Bu sırada eşim hala işsiz, zamanındaki meseleler yüzünden denetimli serbestliği var ve giremiyor hiçbir yere, bir kurumun sınavını birincilikle kazandığı halde. Bunu da hallettim, araya birileri girdi ve işe başladı. Mutlu olmadığı ve alanında olmayan bir işi var ama işsiz değildi artık. Annemle karşılıklı oturuyoruz bu arada. Ama annem eşimi bildiği için evime 3 kere bile adım atmadı. Yok gibiydi, zaten farklı bir şehre abimin bebeğine bakmak için gitti. Aylarca da burada değildi. Nişanlıyken çok yalvardım kayınvalidemlerin de yakına taşınması için. Kredi bile çektim taşınma masrafları için. İstemediler, taşınmadılar. Bize arabayla 15 dakika mesafede oturuyorlar. Eşim işe girdikten birkaç gün sonra annem yine gidecekti, kayınvalidemi davet etti. Gitmeden beraber bir gün geçirelim dedi. Harika bir gün geçirdik, hediyeleşildi, annem dört döndü kayınvalidemin etrafında. Ertesi gün kayınvalidem annemi aradı.
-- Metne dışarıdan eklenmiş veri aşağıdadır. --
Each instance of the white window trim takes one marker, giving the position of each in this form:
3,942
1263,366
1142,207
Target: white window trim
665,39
HAYATINIZDA DUYMADIĞINIZ BİR ŞEY OLDUĞUNDAN EMİNİM: Anneme "sen bundan önceki görüşmemizde bana poponu dönerek oturdun" dedi. Annem ne olduğunu bile anlamamış şekilde "başından beri mi öyle yapıyorum" falan dedi. Kayınvalidem de "seni gördüğüm günden beri iyi hissetmiyorum bana iyi gelmiyorsun" dedi. Hastanede yatarken ona ev yemeği taşıyan annem. Geceliklerini kendisi seçip götüren annem. Evlerinde klozet yok diye hasta tuvaleti almamı söyleyen annem. "Odası yok" diye koca bir oda takımı almamı söyleyen annem. Hiçbir hizmeti, hürmeti esirgemeyen annem.
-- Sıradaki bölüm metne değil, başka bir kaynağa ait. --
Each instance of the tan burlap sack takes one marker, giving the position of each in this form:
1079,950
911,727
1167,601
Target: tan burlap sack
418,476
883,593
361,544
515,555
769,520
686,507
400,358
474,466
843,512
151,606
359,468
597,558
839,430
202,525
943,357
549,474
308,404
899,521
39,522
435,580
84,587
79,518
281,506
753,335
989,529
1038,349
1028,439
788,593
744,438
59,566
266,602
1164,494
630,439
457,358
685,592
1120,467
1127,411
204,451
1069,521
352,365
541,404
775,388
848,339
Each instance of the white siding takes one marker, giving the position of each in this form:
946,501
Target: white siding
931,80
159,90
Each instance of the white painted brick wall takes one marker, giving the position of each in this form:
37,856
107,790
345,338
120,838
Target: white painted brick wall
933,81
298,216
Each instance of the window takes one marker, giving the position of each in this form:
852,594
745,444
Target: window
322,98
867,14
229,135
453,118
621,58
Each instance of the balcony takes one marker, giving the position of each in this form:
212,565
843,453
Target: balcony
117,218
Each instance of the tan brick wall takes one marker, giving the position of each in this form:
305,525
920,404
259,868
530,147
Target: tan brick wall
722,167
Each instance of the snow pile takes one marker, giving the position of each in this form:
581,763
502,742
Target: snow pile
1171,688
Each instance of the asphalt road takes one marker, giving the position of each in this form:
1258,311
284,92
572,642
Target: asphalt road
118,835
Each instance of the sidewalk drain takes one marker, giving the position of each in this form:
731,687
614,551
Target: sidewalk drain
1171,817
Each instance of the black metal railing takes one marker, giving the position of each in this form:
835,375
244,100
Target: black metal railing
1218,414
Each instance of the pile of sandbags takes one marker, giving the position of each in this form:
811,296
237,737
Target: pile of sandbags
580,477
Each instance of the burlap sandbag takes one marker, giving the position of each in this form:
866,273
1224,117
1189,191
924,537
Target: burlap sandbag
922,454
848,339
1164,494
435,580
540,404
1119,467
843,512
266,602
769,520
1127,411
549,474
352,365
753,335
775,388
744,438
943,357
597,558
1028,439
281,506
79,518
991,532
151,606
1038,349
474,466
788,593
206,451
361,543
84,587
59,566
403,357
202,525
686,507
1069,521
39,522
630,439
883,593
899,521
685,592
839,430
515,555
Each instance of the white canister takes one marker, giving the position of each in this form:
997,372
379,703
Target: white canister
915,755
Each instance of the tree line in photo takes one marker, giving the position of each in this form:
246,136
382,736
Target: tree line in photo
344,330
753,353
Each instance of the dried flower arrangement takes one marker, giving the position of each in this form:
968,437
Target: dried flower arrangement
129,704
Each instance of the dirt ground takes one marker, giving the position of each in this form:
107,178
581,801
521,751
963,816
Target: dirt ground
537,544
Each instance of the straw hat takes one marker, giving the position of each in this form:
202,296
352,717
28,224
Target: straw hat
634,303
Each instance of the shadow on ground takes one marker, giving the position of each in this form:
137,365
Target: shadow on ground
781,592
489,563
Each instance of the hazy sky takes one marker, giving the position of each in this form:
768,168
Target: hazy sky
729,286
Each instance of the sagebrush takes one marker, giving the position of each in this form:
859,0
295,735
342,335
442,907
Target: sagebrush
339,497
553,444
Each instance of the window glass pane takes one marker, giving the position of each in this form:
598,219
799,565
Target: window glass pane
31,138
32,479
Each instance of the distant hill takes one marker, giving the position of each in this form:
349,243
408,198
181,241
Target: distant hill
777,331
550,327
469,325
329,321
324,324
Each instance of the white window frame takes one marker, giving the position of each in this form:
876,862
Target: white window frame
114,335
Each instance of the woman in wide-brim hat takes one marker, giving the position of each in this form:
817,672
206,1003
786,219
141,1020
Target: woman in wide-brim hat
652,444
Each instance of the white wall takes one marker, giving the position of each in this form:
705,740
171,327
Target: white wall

Bu şekilde anneler arası bağ koptu. Eşimin bana eziyeti daha da arttı. Çok ezilmiş, dışlanmış ve yalnızdım. Eşim ve annesi bir aileydi, bense yabancı biriydim. Babam çok koruyucu ve güçlü bir adamdır. Ona sığındım. Ben itildikçe babama yaklaşıyordum ve babamdan başka kimsem olmadığını hissediyordum, zaten öyleydi de. Ve tam yedinci yıldönümümüzde babama her şeyi anlattım. Yıllardır tanıştığımızı, her şeyi. Babam tek bir şey sordu, "peki şimdi geçmişle mi yaşayacaksınız yoksa mutlu mu olacaksınız?"
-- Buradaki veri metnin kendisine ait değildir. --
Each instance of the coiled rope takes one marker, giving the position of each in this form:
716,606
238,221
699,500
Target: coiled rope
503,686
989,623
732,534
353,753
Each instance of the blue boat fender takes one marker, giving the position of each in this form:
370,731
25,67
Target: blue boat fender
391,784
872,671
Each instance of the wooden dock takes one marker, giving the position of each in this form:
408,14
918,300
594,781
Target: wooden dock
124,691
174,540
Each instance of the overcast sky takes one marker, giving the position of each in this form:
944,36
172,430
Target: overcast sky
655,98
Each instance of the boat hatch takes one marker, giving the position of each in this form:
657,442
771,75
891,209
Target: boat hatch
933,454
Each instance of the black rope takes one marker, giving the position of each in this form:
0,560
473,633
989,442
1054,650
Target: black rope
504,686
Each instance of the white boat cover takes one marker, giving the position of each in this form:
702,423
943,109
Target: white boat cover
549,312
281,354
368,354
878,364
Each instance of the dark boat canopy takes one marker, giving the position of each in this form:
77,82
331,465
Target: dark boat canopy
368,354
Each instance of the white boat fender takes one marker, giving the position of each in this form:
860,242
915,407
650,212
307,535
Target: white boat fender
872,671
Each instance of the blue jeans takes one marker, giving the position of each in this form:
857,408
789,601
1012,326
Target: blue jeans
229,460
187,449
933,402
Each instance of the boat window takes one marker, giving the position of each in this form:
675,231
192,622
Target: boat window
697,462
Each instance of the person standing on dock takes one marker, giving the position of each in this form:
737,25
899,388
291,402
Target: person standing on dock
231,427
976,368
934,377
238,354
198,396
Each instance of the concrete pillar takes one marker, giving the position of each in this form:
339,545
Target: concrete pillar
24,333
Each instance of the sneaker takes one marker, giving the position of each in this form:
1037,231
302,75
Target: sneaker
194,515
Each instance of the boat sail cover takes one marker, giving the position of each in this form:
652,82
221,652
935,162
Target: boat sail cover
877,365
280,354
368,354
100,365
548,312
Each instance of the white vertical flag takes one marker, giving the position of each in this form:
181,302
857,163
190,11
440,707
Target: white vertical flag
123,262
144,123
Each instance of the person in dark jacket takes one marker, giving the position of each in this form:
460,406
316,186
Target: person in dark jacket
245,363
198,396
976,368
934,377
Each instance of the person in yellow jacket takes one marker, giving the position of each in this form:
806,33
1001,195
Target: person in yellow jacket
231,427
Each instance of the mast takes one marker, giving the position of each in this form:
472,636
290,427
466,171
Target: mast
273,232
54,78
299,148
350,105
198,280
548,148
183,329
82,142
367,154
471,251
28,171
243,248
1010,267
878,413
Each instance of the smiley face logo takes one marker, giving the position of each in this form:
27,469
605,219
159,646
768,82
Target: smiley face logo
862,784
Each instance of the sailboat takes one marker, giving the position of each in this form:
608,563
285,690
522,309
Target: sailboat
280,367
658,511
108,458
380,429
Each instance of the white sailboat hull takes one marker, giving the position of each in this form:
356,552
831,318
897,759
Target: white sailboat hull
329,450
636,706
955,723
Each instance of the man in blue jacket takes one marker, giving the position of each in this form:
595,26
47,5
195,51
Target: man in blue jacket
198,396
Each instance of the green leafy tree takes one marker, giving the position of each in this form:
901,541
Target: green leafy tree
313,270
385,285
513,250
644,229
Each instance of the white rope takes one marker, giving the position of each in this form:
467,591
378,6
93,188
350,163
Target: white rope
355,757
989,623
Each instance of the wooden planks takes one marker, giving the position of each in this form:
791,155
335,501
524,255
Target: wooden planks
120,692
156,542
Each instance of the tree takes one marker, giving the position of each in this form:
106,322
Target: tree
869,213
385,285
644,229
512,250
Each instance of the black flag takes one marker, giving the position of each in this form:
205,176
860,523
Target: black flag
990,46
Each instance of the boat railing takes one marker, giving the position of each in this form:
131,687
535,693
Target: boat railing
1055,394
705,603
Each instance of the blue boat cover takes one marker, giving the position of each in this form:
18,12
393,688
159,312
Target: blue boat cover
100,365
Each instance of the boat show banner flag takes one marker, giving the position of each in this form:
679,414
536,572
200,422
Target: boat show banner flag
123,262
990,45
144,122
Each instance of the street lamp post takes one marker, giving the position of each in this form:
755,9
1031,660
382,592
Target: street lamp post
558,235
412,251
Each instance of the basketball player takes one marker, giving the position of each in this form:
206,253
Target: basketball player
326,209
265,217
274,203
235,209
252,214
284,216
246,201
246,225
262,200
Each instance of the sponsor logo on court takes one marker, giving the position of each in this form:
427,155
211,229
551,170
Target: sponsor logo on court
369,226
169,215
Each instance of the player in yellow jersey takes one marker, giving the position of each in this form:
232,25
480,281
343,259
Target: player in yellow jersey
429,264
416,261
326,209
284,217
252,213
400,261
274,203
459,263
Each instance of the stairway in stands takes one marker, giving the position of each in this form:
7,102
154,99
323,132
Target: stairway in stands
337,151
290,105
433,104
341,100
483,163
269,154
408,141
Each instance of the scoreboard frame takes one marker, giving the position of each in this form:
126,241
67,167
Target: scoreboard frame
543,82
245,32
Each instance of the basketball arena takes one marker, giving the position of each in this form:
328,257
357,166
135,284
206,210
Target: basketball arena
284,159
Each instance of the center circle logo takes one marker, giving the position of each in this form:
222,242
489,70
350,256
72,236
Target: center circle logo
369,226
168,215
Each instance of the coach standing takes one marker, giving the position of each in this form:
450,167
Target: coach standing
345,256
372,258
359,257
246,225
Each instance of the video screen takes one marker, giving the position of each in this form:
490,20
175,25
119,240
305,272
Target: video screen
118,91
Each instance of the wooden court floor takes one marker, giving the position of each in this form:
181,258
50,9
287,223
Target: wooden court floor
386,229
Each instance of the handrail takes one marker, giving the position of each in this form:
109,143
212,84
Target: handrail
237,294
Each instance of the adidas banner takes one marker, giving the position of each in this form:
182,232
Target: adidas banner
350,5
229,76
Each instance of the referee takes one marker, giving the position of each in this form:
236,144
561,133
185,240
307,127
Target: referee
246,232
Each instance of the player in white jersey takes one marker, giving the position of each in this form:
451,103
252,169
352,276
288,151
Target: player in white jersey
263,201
Eşim hayatı zindan etti bana. Babama anlattığım için ailesini kötü duruma düşürdüğümü söyledi. Oysa babama ben her şeyi tam anlattım. Benim istediğimi, her masrafı kendim, bilerek, isteyerek yaptığımı. Onların bir zorlaması ya da talebinin olmadığını. Ama olmadı. Eşim beni bir türlü karısı olarak göremedi. Ben bu süreçte annesine hep yakın olmaya devam ettim. Sık sık arıyordum, uzun uzun konuşuyordum. Bir akşam bana "ben sana kırgınım" dedi. Nedenini sordum, o olaydan sonra gönlünü almaya çalışırken "Anne poposunu dönmüşse ne olmuş, biz sizi elimizde ayağımızla popomuzla her yerimizle severiz, ne kadar samimiyiz bilmiyor musunuz sanki" demiştim. Bu lafa çok kırılmış. Sürekli, ama sürekli, 1 ay boyunca belki daha fazla, BANA İLGİ GÖSTERMİYORSUN diyerek hayatı bana zindan etti.

Birkaç gün sonra eşimle beraber onlara gittik. Mutfakta fısır fısır konuştular. Zaten hep eşim kapıları kitler annesiyle gizli gizli konuşurdu. Balayındaki kavga nedenimiz de buydu. Gizli konuşmaları. Yanlarına gittim eşim "annemin senin de ailenin de kendisini istemediğinizi düşünüyor" dedi. Şoka girdim, kimseyi "acaba istiyor muyum" diye düşünmem ki. İşin kötüsü istiyordum da kayınvalidemi. Çok seviyordum onu. Artık gerçekten yılmıştım. Bir çığlık gibi koparıp atmak istedim her şeyi. "Bu evlilik anneni pohpohlamama bağlı olacaksa istemiyorum" dedim. Ve çıkıyordum evden. Eşim arkamdan gelirken annesi "sen nereye?" dedi. Eşim gelmedi. Bana sürekli "ya anana ya babana gidersin" diye zavallı muamelesi yapıyordu. Gitmedim. Babamın ofisine gidip saklandım. Ölmek istedim. Buldular beni. Bu sırada babam dokuzuncu kez ameliyat olalı 2 gün olmuştu. Hastanede refakatçi kalmıştım 2 gün. Hemen sonrasında yaşanıyor bunlar. Eşim beni bulamayınca babamı aramış. Hastaneye gelmiş. Orada "karını nasıl bırakırsın" diye 2 tokat yemiş. Ben ayrılacağımdan çok emindim. Ayrılamazsam ölecektim. Ölmeyi de becerirdim, yılmıştım çünkü.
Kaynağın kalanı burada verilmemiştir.